Горинско-захаровский Мюнхгаузен – это прежде всего художник романтическо-модернистского склада. Это именно тот тип артиста, который культивировался в неофициальной советской культуре, от Булгакова до Венедикта Ерофеева. Этот Мюнхгаузен создает вокруг себя лиминальное пространство, которое одновременно служит защитой для него и раздражителем для окружающих (см. сопоставимые топосы хипповского сквота или котельной в культуре 1970–1980‑х). Примечательны подчеркнутая «иностранность» этого пространства, его насыщенность ассоциациями с европейской классической культурой, а также его открыто перформативный характер – присутствие оркестра в кадре захаровского фильма в этом смысле очень важный жест. Несмотря на стилизованный характер трансгрессий этого Мюнхгаузена, он, сыгранный неотразимым Олегом Янковским, безусловно, становится самым обаятельным и привлекательным героем конца эпохи, порождая целый ряд вариаций – от трикстера Макарова в исполнении того же Янковского в «Полетах во сне и наяву» Романа Балаяна (1982) до трикстера Костика – Олега Меньшикова из «Покровских ворот» Михаила Козакова (1982).
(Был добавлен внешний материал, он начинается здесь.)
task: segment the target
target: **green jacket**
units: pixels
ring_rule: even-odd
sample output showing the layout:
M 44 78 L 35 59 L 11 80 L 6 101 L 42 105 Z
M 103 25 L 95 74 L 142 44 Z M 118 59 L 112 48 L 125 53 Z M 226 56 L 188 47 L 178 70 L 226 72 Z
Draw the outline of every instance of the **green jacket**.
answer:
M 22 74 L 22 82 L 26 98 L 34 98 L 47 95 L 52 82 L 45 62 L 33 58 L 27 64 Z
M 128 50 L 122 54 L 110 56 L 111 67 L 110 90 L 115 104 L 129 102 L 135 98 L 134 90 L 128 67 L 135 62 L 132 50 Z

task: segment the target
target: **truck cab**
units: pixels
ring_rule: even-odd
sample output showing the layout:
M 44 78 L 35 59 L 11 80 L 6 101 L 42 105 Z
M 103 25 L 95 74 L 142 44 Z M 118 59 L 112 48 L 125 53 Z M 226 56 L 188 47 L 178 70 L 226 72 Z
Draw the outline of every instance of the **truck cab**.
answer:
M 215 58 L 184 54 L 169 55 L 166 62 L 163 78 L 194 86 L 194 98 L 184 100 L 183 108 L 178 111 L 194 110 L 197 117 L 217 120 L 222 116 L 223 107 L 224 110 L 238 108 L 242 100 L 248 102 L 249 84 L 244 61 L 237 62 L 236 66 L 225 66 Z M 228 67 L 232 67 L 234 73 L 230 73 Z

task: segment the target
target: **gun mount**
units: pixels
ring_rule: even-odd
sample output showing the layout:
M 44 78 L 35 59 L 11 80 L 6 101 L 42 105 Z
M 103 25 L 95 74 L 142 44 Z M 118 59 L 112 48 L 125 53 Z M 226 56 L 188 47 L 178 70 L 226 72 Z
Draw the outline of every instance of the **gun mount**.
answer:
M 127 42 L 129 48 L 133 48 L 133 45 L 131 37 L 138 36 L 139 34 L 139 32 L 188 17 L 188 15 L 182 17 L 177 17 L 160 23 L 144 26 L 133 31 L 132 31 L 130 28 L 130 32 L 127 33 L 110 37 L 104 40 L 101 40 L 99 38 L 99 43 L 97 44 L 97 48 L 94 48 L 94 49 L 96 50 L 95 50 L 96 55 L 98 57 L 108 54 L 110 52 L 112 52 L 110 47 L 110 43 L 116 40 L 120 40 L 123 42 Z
Так что советский Мюнхгаузен всегда двойственен. Предъявляя ложь как художественную форму, он одновременно возбуждает желание избавиться от фальши и фальсификаций. Подрывая здравый смысл, он рисует контуры абсурдной, фантастической, но весьма реальной реальности. В целом можно предположить, что приключения Мюнхгаузена в советской культуре свидетельствуют о пессимистической исчерпанности надежд на позитивные социальные изменения. Вместе с тем этот трикстер становится симптомом невидимых глазу метаморфоз социального пессимизма: Мюнхгаузен учит тому, как превращать отчаяние в источник независимости – интеллектуальной, эпистемологической и в конечном счете политической. Этот симптом, как правило, предвещает социальные потрясения – не всегда позитивные, но всегда значительные.